His answers are standard center-right economist answers even if he is much better at spotting the problems. He does not deny the centralization of wealth, nor is dishonest about tax breaks. It is sad that conservatism in the United States has come to those two talking points alone because otherwise it would be clear where Cowen's ideological presumptions lie. For example, he briefly says that the Reagan (or Volker) revolution set the US right, but he has already proved economic stagnation continued unabated since the 1960s forward. Both statements can't be truth. He is right about Keynesian retribution schemes being very limited in time frame (something that even Keynes's himself pointed out), and generally are only affective after massive destruction of capital (after World War 2), but doesn't seem to have an answer for why the austerity in Europe has not cleared out the "rot" and let to renewal in GDP in the EU outside of Germany and Nordic countries (who he makes a swipe at).

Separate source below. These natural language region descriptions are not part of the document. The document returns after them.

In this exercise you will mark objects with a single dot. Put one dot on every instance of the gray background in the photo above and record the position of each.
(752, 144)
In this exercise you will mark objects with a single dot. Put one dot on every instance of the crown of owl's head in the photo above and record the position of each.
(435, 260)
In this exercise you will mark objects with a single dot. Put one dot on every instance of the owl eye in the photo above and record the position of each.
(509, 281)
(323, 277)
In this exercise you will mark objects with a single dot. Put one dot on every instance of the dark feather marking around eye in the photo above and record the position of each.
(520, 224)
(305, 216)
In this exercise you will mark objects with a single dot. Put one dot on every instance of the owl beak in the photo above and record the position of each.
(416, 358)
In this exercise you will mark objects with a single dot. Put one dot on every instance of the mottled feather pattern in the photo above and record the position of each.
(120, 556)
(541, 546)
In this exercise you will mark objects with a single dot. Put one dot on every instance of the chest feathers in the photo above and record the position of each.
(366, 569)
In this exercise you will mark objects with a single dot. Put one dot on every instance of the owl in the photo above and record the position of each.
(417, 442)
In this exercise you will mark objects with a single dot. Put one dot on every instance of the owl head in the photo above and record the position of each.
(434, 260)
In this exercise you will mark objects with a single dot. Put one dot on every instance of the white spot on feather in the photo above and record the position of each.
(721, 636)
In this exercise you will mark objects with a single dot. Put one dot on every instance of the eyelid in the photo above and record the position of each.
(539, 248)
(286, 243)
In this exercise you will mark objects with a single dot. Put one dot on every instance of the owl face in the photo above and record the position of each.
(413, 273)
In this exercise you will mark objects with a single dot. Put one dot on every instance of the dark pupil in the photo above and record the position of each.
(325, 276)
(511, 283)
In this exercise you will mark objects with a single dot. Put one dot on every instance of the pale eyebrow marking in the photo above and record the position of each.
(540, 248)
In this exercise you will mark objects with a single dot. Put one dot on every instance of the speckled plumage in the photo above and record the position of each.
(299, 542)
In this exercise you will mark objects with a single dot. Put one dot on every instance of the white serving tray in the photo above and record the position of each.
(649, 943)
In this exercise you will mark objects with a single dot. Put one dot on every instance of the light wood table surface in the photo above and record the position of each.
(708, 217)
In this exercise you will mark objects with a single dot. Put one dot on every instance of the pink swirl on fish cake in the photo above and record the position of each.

He is right that America is beyond the lowing hanging fruit, but does not seem to see that India and China's rapid industrialization is also in a similar pattern of development. It is easy to grow massively when you are establishing yourself and opening up new markets: declines in the rates of profits per unit don't kind in as quickly in those states and the need for extreme intellectual property to try to artificially force prices up through removal of competition isn't a problem at that stage either. This, however, is rooted in historical economics which is something the synchronic thinkers in the neo-classical school of economic do not admit. Cowen is not different here.
So while Cowen's diagnosis is in some ways dead-on: his prescription is more cliche from the Tom Friedman-style center-right school, and his optimism at the end may be a false note.